Outro ponto da denúncia cita o voto da ministra Cármen Lúcia, no Tribunal Superior Eleitoral (TSE), favorável à remoção e desmonetização do documentário “Quem mandou matar Jair Bolsonaro?”, da produtora Brasil Paralelo, da plataforma YouTube.

Os senadores alegam que o voto teria sido proferido sem análise de conteúdo e sem fundamentação técnica suficiente, configurando, na visão dos denunciantes, uma censura prévia que é vedada pela Constituição Federal.

O senador Girão (Novo-CE) descreveu o ato como uma “censura escancarada”, sem lógica em um país que se diz democrático. Ele criticou a justificativa da ministra como “esdrúxula, ambígua e confusa”, tentando justificar o injustificável.

Processo de Impeachment e Histórico

O pedido poderá levar à abertura de um processo de impeachment contra Cármen Lúcia. O próximo passo será a análise de admissibilidade por parte do presidente da Casa. Caso seja aceito, poderá seguir para deliberação da Comissão de Constituição e Justiça (CCJ), depois de Comissão Especial para apurar os fatos e posterior votação no plenário para, por maioria simples, os senadores decidirem se abrem o processo.

Se aberto, será marcado julgamento. São necessários 2/3 dos votos (54 senadores) para o impeachment. Historicamente, o Brasil não registra nenhum afastamento de ministro do STF por impeachment em 134 anos. Atualmente, existem 58 pedidos de impeachment de ministros em tramitação no Senado.

Girão mencionou que o Senado Federal não cumpre seu dever de analisar os pedidos de impeachment engavetados.
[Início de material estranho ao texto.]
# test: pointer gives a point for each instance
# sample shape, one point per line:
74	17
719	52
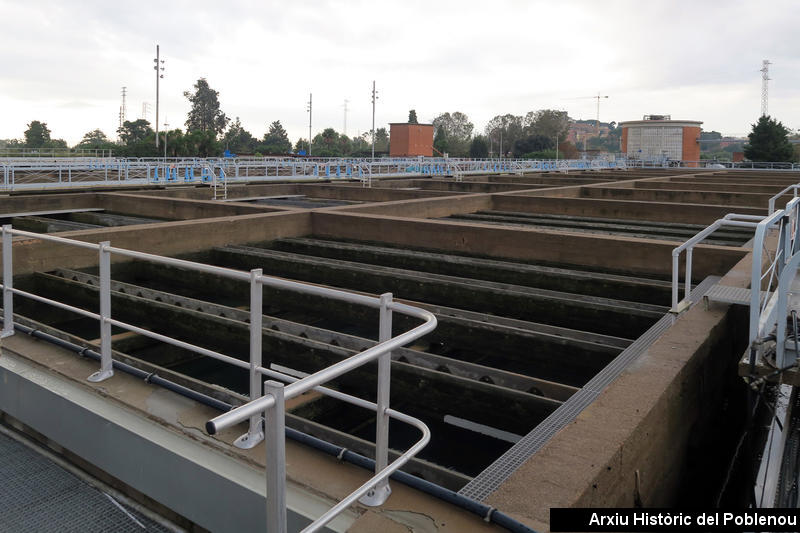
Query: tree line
209	132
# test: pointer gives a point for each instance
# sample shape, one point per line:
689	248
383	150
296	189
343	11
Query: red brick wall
410	140
691	148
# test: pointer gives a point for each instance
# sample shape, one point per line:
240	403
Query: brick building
658	137
410	139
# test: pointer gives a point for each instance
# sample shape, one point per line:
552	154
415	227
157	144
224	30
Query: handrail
731	219
772	200
271	403
783	268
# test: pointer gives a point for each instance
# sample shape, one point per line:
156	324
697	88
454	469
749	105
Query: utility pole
344	128
123	110
309	123
597	124
159	68
374	97
765	87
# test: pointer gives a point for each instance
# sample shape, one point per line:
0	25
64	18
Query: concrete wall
169	238
614	253
176	208
630	446
620	209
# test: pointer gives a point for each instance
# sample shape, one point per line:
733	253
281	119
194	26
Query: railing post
8	283
381	491
106	362
687	278
254	434
675	274
276	459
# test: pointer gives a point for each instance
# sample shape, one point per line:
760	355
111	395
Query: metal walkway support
271	403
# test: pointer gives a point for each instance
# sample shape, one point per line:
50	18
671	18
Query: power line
159	68
344	128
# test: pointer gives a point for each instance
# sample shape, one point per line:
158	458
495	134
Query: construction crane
598	97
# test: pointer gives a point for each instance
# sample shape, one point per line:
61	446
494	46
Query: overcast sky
64	63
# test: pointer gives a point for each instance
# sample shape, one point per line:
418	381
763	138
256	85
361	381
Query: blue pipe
486	512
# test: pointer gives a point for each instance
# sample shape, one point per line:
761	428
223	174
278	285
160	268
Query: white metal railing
271	402
781	269
774	199
731	219
21	173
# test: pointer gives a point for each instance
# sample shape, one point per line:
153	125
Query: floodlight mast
309	123
159	68
374	97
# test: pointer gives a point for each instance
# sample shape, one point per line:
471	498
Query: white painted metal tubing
106	361
755	276
245	411
54	303
772	200
8	282
275	425
179	344
378	494
731	219
386	472
254	433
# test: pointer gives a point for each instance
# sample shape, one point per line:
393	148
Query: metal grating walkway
38	495
490	479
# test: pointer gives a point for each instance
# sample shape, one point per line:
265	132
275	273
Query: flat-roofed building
659	138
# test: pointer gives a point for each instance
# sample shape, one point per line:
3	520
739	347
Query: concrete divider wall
619	209
47	202
169	238
175	208
613	253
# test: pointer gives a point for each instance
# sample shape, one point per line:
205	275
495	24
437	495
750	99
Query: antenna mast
765	87
123	110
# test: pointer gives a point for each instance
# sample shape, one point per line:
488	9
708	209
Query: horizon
647	58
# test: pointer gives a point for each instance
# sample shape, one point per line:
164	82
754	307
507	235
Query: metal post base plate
100	376
247	441
376	496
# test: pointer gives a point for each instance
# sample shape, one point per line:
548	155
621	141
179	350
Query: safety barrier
376	490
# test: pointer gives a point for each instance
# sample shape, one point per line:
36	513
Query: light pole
374	97
556	149
159	68
309	123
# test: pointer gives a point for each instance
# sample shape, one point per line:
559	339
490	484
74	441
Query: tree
133	132
533	143
547	122
457	129
276	140
237	139
381	140
37	135
479	148
768	142
95	140
440	143
202	144
506	129
301	145
205	114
Ele expressou a expectativa de que o Senado “acorde definitivamente” para restabelecer a separação e independência entre os poderes. Ele também revelou ter protocolado um pedido de impeachment contra o ministro Gilmar Mendes na semana anterior.

O senador Eduardo Girão (Novo-CE) declarou que o TSE teria atuado como um “verdadeiro partido político” nas eleições de 2022, influenciando o pleito com decisões parciais que teriam beneficiado um candidato em detrimento de outro, desequilibrando a disputa. Ele reiterou que a ação de protocolar o pedido de impeachment é um “dever” dos senadores, em observância ao juramento feito à Constituição e às prerrogativas da Casa.
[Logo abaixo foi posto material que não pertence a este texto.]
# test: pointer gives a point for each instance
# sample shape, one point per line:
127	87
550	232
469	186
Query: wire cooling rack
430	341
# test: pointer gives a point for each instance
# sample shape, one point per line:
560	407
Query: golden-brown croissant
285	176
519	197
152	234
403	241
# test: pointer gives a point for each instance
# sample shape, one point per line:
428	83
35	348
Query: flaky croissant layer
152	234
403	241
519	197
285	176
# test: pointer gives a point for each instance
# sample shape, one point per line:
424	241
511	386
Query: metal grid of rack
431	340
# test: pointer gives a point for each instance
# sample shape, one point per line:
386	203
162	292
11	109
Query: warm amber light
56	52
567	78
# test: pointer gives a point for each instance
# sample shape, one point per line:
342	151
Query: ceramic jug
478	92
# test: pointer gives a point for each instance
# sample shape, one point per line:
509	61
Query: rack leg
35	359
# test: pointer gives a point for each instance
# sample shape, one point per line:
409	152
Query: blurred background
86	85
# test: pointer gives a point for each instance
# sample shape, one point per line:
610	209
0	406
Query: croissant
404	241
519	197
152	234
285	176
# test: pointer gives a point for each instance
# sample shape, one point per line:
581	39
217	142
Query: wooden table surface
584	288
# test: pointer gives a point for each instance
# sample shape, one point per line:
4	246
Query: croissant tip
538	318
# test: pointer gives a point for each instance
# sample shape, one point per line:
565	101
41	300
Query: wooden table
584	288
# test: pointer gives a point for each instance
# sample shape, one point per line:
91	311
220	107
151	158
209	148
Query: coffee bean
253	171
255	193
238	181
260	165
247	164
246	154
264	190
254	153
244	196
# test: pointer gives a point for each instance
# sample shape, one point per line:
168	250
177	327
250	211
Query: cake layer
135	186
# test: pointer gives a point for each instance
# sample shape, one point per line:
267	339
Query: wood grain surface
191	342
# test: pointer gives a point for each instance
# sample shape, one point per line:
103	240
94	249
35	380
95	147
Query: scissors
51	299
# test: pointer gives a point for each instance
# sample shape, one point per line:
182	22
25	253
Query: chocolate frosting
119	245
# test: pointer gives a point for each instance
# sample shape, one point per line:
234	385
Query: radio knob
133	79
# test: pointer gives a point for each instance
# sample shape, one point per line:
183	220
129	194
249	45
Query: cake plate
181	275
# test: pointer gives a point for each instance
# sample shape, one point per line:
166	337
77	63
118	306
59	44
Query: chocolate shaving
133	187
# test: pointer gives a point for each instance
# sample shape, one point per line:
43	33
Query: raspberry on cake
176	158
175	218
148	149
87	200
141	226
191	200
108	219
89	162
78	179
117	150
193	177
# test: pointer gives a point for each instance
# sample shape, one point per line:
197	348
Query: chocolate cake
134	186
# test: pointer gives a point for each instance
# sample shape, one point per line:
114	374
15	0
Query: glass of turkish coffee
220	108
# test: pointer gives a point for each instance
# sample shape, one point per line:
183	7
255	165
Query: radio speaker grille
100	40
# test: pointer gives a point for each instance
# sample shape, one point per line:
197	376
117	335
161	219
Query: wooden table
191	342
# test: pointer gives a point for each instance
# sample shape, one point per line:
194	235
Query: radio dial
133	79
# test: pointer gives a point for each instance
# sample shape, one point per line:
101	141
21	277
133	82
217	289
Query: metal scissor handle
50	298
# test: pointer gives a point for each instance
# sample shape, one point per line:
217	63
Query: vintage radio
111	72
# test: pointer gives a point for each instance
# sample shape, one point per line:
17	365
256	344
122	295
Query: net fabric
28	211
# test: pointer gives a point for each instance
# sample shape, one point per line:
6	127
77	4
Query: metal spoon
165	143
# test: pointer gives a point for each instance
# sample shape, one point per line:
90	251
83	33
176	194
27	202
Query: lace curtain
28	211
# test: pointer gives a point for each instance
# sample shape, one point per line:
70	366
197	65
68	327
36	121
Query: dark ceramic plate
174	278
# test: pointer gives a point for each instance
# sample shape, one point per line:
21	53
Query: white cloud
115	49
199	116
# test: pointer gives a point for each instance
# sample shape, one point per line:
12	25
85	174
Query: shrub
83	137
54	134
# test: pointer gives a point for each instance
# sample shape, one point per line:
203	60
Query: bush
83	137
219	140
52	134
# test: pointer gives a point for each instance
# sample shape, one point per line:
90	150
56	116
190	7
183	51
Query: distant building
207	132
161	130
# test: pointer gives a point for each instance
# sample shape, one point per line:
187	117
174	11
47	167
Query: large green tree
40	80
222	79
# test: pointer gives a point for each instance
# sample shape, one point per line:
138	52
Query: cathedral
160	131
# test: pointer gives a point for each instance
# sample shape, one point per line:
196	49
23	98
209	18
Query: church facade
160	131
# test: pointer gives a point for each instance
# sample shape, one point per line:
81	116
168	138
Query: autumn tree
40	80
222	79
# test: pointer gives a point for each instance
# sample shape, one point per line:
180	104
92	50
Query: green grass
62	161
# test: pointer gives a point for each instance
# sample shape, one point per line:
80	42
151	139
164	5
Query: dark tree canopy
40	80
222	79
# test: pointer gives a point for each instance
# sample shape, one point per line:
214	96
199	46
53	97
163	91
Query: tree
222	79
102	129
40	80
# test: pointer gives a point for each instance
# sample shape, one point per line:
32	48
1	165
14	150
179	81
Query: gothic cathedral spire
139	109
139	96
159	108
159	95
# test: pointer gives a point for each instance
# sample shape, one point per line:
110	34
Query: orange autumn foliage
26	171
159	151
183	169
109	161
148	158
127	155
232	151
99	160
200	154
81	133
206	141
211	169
Principais pontos da denúncia dos senadores

  • Acusação de Crime de Responsabilidade. A denúncia aponta conduta incompatível com o cargo.
  • Violação da Liberdade de Expressão. Ministra é acusada de violar preceitos da liberdade de expressão.
  • Declaração sobre “Pequenos Tiranos”. Sua fala sobre “213 milhões de pequenos tiranos” foi ofensiva.
  • Censura Prévia em Documentário. Voto pela remoção de documentário é visto como censura prévia.
  • Alegação de Ativismo Judicial. TSE teria atuado como “partido político”, dizem os senadores.